Las protestas comenzaron como una reacción a la deteriorada situación económica, marcada por inflación, desempleo y pérdida del poder adquisitivo, pero rápidamente evolucionaron hacia un desafío abierto a la teocracia que gobierna Irán desde 1979.


Protestas, represión y cifras alarmantes

Muertes, arrestos y apagón informativo

De acuerdo con la Agencia de Noticias de Activistas de Derechos Humanos, con sede en Estados Unidos, al menos 2,677 personas han muerto como consecuencia de la represión estatal. Aunque estas cifras no han sido verificadas de forma independiente y el gobierno iraní no ha publicado datos oficiales, diversos organismos internacionales han alertado sobre el uso desproporcionado de la fuerza.

El 8 de enero, las autoridades iraníes cortaron el acceso a internet y restringieron la telefonía móvil, una estrategia recurrente para impedir la organización social y limitar la difusión de información al exterior.

Además de las muertes, miles de personas han sido detenidas en operativos de seguridad desplegados en distintas regiones del país, lo que ha generado preocupación por posibles juicios sumarios y violaciones a los derechos humanos.


La línea roja marcada por Trump

Advertencia desde Washington

Las declaraciones del clérigo iraní adquieren mayor relevancia internacional debido a las advertencias emitidas previamente por el presidente estadounidense Donald Trump, quien señaló que las ejecuciones de manifestantes o el asesinato de civiles constituirían una línea roja para Estados Unidos.

La amenaza implícita de una acción militar ha elevado la tensión diplomática, en un contexto donde la relación entre ambos países ya se encontraba deteriorada por conflictos previos y sanciones económicas.

Ahmad Jatami respondió de manera directa, asegurando que Estados Unidos e Israel no deberían esperar paz y advirtiendo que el régimen iraní respondería con dureza ante cualquier intervención.


Narrativa oficial y criminalización de la protesta

Manifestantes como enemigos externos

Durante su discurso, Jatami calificó a los manifestantes como agentes al servicio del primer ministro israelí Benjamin Netanyahu y del presidente Trump, acusándolos de buscar la desintegración del país.

Este tipo de narrativa ha sido utilizada históricamente por el régimen iraní para justificar la represión interna, presentando cualquier inconformidad social como una amenaza extranjera y no como una demanda legítima de la población.
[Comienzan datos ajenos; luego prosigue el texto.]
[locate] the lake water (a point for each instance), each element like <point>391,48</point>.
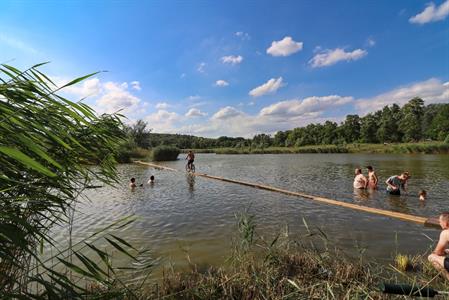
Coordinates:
<point>182,214</point>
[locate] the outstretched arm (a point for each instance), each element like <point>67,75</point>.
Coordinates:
<point>441,246</point>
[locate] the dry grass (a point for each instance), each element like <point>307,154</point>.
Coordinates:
<point>286,269</point>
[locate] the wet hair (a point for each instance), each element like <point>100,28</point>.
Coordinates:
<point>406,174</point>
<point>445,216</point>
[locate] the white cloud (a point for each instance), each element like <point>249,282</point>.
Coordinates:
<point>162,105</point>
<point>116,97</point>
<point>163,121</point>
<point>270,86</point>
<point>221,83</point>
<point>201,67</point>
<point>431,13</point>
<point>195,112</point>
<point>194,97</point>
<point>311,105</point>
<point>231,59</point>
<point>226,113</point>
<point>284,47</point>
<point>136,85</point>
<point>330,57</point>
<point>87,88</point>
<point>432,91</point>
<point>243,35</point>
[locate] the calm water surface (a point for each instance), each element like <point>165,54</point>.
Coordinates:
<point>181,213</point>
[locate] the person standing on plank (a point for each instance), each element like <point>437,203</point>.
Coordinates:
<point>438,257</point>
<point>395,183</point>
<point>360,181</point>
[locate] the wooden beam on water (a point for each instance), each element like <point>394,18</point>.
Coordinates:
<point>431,222</point>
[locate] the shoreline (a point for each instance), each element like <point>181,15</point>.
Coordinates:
<point>400,148</point>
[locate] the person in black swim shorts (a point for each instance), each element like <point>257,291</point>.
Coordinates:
<point>438,257</point>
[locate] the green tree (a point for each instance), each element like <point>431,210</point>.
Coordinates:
<point>46,142</point>
<point>351,128</point>
<point>410,123</point>
<point>368,129</point>
<point>141,134</point>
<point>439,127</point>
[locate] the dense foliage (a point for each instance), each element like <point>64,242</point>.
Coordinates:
<point>393,124</point>
<point>163,153</point>
<point>46,144</point>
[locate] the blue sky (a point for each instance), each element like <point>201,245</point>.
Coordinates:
<point>235,68</point>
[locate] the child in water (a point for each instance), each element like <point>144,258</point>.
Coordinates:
<point>372,178</point>
<point>360,181</point>
<point>438,257</point>
<point>422,195</point>
<point>132,183</point>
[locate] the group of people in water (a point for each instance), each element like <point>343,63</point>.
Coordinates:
<point>395,183</point>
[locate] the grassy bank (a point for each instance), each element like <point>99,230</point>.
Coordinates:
<point>424,147</point>
<point>282,268</point>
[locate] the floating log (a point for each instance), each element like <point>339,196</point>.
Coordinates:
<point>432,222</point>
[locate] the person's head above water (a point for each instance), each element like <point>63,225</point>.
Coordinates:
<point>444,220</point>
<point>404,175</point>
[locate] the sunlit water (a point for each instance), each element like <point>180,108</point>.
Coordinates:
<point>180,214</point>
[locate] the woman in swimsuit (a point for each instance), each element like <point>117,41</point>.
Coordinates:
<point>372,178</point>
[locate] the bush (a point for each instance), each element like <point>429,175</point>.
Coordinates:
<point>163,153</point>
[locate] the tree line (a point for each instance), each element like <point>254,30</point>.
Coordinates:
<point>412,122</point>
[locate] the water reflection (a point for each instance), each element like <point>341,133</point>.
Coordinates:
<point>398,203</point>
<point>208,222</point>
<point>361,194</point>
<point>191,182</point>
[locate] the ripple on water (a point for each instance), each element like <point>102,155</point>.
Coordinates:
<point>180,210</point>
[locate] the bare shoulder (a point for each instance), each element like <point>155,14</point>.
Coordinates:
<point>444,235</point>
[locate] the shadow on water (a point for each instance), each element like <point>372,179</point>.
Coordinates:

El clérigo también llamó a arrestar a cualquier persona que apoye a los manifestantes “de cualquier manera”, ampliando el espectro de persecución política.


Daños y dimensión de las protestas

Infraestructura afectada según cifras oficiales

Por primera vez desde el inicio de las manifestaciones, el gobierno iraní ofreció un recuento general de daños materiales. Según Jatami, durante las protestas resultaron afectados:

  • 350 mezquitas
  • 126 salas de oración
  • 20 sitios religiosos adicionales
  • 80 viviendas de líderes religiosos
  • 400 hospitales
  • 106 ambulancias
  • 71 vehículos de bomberos
  • 50 unidades de servicios de emergencia

Estas cifras reflejan la magnitud de las movilizaciones y el nivel de confrontación social, así como el enojo dirigido contra símbolos del poder político y religioso.


Un escenario de alto riesgo regional

El llamado a ejecuciones públicas marca un punto crítico en la crisis iraní. Organismos internacionales han advertido que este tipo de medidas podrían profundizar el aislamiento del país y desencadenar una respuesta internacional más contundente.

Mientras tanto, la población enfrenta un escenario de represión, incertidumbre económica y restricciones informativas, en un país donde la protesta se ha convertido en una expresión de hartazgo social.

El desenlace de esta crisis no solo impactará a Irán, sino que podría alterar el equilibrio político y de seguridad en Medio Oriente.